士鞅一边说着,一边拉住车旁的带子,跳上了魏舒的战车。
他右手抚摸着剑,左手拉着车带子,命令驾车人驱车跑出军营。魏舒瞧这来头不善,知道范氏已有准备,也不便多言,就随他而去。
驾车人询问要去什么地方,士鞅回答说:“到国君那里。”
到了晋国固宫的外面,范宣子走下台阶前来相迎,他拉着魏舒的手以示亲近,并且许以重利——把曲沃归属于他。
栾盈有一个家臣叫做督戎,力大无比,格斗有方,十分英雄了得,范宣子的人马被打得节节败退,眼看就要抵挡不住。
范宣子自是焦急万分,无计可施,正在一筹莫展,心中怏怏不乐的时候,他的救星出现了。
原来有一个官奴,叫做斐豹,身材高大,孔武有力,精通技击之术,他的罪罚已经被官方用朱笔记载在竹简上,成为特殊的户籍,这被称作丹书。
这个时候,斐豹站了出来,对范宣子说道:“如果您能烧掉记载着我的罪罚的丹书,去掉我的奴隶身份,我就替您去杀掉督戎。
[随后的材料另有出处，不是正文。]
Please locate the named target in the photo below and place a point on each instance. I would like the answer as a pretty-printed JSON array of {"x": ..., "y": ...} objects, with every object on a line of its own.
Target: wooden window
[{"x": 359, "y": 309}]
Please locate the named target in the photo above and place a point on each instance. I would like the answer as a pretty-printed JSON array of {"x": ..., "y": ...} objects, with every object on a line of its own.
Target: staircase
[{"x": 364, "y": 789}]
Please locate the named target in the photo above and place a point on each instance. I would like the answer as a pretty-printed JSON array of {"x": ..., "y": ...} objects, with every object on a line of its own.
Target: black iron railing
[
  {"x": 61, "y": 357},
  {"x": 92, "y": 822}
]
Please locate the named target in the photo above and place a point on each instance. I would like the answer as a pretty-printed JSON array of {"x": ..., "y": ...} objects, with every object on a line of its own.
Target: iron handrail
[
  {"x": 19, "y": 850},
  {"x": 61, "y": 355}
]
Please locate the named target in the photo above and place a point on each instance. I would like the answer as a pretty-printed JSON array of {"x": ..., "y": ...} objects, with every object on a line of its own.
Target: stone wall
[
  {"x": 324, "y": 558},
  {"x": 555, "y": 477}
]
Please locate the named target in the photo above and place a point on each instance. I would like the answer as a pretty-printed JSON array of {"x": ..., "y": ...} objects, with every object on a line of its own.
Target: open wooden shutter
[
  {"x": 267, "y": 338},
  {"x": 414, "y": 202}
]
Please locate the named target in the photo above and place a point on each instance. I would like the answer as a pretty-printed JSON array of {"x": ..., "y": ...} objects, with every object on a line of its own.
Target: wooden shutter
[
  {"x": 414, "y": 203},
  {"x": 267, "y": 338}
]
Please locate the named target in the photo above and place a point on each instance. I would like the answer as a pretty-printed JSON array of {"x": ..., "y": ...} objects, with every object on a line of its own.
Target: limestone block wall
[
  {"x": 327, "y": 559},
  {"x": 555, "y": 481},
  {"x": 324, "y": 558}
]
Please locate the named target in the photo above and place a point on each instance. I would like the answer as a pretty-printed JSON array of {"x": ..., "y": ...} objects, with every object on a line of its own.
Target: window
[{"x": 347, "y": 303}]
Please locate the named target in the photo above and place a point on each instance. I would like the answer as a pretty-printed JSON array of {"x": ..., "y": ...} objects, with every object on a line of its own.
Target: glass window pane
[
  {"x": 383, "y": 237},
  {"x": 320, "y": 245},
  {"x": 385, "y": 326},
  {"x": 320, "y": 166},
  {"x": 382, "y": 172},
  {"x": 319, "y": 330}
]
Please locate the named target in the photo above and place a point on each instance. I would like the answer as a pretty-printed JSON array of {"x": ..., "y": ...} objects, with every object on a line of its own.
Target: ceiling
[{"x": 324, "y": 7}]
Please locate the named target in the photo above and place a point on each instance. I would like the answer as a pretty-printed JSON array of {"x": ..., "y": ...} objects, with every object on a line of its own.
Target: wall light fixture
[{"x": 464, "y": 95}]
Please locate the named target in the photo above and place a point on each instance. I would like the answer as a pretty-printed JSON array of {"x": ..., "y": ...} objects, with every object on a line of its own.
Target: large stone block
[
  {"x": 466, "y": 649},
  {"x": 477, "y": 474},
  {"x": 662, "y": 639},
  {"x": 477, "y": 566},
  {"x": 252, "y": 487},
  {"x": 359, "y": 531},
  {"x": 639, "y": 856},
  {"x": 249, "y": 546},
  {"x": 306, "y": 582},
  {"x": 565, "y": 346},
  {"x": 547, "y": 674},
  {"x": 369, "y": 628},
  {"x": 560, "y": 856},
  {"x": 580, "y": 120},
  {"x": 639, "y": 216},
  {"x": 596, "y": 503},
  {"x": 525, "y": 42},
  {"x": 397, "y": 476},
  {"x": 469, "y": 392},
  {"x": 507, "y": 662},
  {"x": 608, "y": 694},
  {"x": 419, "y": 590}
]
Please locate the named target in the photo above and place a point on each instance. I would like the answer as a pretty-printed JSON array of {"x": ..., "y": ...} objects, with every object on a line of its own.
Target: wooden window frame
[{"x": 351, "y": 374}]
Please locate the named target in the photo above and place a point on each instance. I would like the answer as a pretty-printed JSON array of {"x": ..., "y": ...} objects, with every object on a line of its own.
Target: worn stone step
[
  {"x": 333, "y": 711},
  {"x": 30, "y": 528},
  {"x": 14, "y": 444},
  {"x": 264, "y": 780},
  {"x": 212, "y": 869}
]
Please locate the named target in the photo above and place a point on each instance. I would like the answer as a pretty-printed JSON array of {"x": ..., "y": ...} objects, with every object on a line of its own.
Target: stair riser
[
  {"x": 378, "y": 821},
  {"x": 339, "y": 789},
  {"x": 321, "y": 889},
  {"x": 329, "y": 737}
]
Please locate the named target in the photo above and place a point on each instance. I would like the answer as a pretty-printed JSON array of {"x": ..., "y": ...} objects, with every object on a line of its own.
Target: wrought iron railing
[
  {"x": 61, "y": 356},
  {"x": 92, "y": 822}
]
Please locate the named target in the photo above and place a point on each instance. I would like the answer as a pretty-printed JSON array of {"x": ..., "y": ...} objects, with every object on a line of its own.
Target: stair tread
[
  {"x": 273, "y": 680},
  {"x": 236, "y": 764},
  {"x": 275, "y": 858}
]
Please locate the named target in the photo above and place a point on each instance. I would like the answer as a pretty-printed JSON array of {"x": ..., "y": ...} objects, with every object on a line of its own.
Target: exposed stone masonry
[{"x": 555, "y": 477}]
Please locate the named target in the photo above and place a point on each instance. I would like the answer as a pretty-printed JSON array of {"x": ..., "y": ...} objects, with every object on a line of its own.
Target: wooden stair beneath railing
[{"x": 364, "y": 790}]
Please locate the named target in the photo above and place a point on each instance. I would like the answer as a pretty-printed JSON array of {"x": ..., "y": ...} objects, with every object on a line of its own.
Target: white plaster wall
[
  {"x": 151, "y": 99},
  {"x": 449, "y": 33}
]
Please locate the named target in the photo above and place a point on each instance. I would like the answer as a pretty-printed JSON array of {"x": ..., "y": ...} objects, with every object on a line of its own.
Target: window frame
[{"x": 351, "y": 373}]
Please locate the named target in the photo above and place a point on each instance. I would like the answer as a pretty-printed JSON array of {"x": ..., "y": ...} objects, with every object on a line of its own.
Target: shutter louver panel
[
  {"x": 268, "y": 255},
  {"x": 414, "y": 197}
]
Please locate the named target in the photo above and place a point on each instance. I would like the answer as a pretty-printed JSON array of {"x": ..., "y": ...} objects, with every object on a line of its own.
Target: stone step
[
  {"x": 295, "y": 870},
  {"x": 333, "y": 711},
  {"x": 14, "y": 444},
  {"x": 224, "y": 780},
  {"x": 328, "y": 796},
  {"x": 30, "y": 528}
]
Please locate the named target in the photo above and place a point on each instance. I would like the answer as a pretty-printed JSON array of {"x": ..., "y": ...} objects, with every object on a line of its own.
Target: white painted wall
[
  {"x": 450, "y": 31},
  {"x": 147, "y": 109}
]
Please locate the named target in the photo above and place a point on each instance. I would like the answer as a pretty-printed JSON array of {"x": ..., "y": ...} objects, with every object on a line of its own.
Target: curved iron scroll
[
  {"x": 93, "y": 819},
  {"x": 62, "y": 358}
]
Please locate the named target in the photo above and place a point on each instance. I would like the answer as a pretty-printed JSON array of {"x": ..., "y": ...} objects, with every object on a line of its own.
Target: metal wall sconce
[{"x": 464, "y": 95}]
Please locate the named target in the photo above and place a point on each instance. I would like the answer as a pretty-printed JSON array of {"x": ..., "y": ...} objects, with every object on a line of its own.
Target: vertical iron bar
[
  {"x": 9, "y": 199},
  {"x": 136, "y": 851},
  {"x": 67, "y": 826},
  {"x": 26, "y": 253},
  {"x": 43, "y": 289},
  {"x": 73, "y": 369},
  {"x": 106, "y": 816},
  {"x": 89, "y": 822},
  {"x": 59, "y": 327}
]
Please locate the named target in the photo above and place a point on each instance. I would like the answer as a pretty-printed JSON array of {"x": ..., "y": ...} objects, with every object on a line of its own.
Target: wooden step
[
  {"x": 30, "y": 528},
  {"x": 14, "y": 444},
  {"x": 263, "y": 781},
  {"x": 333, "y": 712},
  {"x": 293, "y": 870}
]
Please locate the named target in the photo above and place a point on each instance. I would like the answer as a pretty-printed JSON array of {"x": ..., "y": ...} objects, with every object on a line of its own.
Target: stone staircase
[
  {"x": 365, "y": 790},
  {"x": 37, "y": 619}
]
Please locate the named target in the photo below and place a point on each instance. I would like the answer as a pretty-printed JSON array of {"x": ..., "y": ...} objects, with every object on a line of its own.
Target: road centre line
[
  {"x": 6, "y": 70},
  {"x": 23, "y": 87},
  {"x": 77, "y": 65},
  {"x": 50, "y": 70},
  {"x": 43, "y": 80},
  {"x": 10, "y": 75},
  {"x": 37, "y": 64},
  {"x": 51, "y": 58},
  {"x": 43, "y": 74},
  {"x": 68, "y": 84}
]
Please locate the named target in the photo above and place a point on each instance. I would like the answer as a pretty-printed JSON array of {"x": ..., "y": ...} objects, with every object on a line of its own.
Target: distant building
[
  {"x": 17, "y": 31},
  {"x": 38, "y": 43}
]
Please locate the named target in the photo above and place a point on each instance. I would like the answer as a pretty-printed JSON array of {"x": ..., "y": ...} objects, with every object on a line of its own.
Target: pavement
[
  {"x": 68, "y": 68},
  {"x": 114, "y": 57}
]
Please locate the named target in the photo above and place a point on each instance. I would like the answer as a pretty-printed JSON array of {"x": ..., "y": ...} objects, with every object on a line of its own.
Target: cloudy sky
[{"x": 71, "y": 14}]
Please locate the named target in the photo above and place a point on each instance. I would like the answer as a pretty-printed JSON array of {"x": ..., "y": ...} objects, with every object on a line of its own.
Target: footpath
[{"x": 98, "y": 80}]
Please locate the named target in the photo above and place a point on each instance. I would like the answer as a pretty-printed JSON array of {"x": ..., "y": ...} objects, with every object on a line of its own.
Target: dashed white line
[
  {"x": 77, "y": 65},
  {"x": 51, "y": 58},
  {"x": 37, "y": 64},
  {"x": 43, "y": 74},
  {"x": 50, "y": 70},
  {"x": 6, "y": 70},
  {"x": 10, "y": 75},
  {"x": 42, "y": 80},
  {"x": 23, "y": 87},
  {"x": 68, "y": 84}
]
”
范宣子闻听此言,大喜过望,指着老天发誓说:“你如果杀了督戎,我要是不请求君王烧掉记载你的罪罚的丹书,就怎么怎么着,有太阳作证。”
斐豹的请求得到允许之后,吃饱喝足,装备停当,就气势汹汹,手持武器杀了出去,不找别人,直奔督戎而来,一场血战,在所难免。
因为胜负难料,范宣子急忙让人关闭了宫门,只在宫中的高处观望,以防万一斐豹战败,也好有个后路。
那督戎英勇无敌,单打独斗从来没有敌手,今日见到竟然有人前来挑战,真是活得不耐烦了,不禁暴跳如雷,大喝一声,真个三军辟易,人马皆惊,倒提兵器迎了上去。
那斐豹只身独人,面对敌军的大队人马,毫无怯色,一点也不示弱,奔向前去,来战督戎。
两人棋逢对手,将遇良才,翻滚腾挪,格挡进击,也不知道用的是什么兵器,搅在一起,打斗多时,竟然不见输赢,两边的将士都看傻了眼睛。
“惺惺惜惺惺、好汉惜好汉”的说法,是古典小说《水浒传》里面的事情,现实社会并不见得就是如此。
那官奴斐豹为了摆脱自己生活的不利处境,既无更高的心境,也无更好的修养,或许是斗大的字识不了几个,他早就预谋已定,这个时候,见到战不倒督戎,就丢掉A计划,实施B计划,假装战败,仓皇而逃。